The short hair reinforced the clean and firm impression of her face, as though declaring she did not wish for anything to obstruct her vision or distract from what she deemed important.
Her skin bore a warm pallor, not the pallor of illness, but a calm and natural fairness, like morning light filtering through thin clouds before touching the earth.
Her posture was upright yet not rigid, relaxed yet not flamboyant, reflecting an inner balance deliberately maintained.
Every movement was smooth and economical, no energy wasted, as though each step, nod, and swing of her arm had been considered for its impact and purpose.
In clothing, Myra tended to choose cool monochrome palettes—gray, dark blue, soft black, or muted white.
The cuts were clean, minimalist, and nearly without ornament.
Her attire did not seek attention, but rather framed her presence simply, allowing the essence of her calm and sharp observation to become the focus.
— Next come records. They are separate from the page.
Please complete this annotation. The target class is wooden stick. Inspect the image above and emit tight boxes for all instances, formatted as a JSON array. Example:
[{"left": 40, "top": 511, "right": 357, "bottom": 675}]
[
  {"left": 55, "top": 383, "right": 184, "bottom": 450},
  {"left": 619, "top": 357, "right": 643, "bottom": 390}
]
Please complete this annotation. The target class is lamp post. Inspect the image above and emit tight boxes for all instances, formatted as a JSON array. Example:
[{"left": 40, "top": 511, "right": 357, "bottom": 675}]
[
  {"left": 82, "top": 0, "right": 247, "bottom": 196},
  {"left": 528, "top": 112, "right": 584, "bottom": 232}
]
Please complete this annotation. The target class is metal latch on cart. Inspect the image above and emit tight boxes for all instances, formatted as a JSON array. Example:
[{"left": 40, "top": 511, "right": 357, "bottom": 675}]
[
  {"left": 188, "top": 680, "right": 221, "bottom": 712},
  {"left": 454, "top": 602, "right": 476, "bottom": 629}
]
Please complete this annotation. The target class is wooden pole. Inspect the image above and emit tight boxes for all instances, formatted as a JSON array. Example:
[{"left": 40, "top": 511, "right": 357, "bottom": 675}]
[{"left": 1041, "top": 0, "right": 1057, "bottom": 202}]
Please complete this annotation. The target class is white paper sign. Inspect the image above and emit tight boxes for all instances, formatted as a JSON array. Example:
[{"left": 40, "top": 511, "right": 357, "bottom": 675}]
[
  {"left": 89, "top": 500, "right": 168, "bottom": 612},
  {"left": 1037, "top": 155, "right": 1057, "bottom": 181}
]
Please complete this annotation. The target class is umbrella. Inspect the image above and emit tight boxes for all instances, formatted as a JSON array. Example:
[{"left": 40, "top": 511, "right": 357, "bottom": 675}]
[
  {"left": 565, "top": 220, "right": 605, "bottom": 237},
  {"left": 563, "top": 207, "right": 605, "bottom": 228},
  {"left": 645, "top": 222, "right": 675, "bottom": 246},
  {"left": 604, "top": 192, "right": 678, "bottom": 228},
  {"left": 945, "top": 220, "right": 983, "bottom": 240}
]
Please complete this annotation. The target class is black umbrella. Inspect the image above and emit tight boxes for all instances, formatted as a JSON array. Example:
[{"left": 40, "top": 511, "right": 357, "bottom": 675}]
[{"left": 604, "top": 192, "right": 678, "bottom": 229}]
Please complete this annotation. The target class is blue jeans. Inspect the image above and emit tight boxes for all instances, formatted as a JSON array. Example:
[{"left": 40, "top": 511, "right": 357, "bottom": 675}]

She was like a painting rendered in diluted ink upon textured paper, beautiful in its subtlety and powerful in its intentional simplicity.
'She came from outside everything—not from this place, not from this world, and certainly not from this boxed universe.'
Beyond the neat structure of this universe, somewhere among the countless ordered boxes of the multiverse, lay the true origin of Myra Astrielle.
The world where she first opened her eyes was not governed by hierarchical families like the Bathee.
Her original universe operated under unfamiliar logic, bounded by stricter physical laws, while its technological advancement lagged behind many modern human civilizations.
There, within one of the existential boxes woven neatly into the vast cosmic lattice, the thread of Myra's life was first spun.
Yet that boxed universe which had once been her home was not kind until the end.
Within the framework of a reality that might have seemed perfect and orderly from the outside, there lay the seed of a tragedy that would eventually be reaped.
Myra's life in her original world did not end peacefully or ordinarily.
In time, a horrifying event—a calamity or betrayal of cosmic or deeply personal scale—befell her.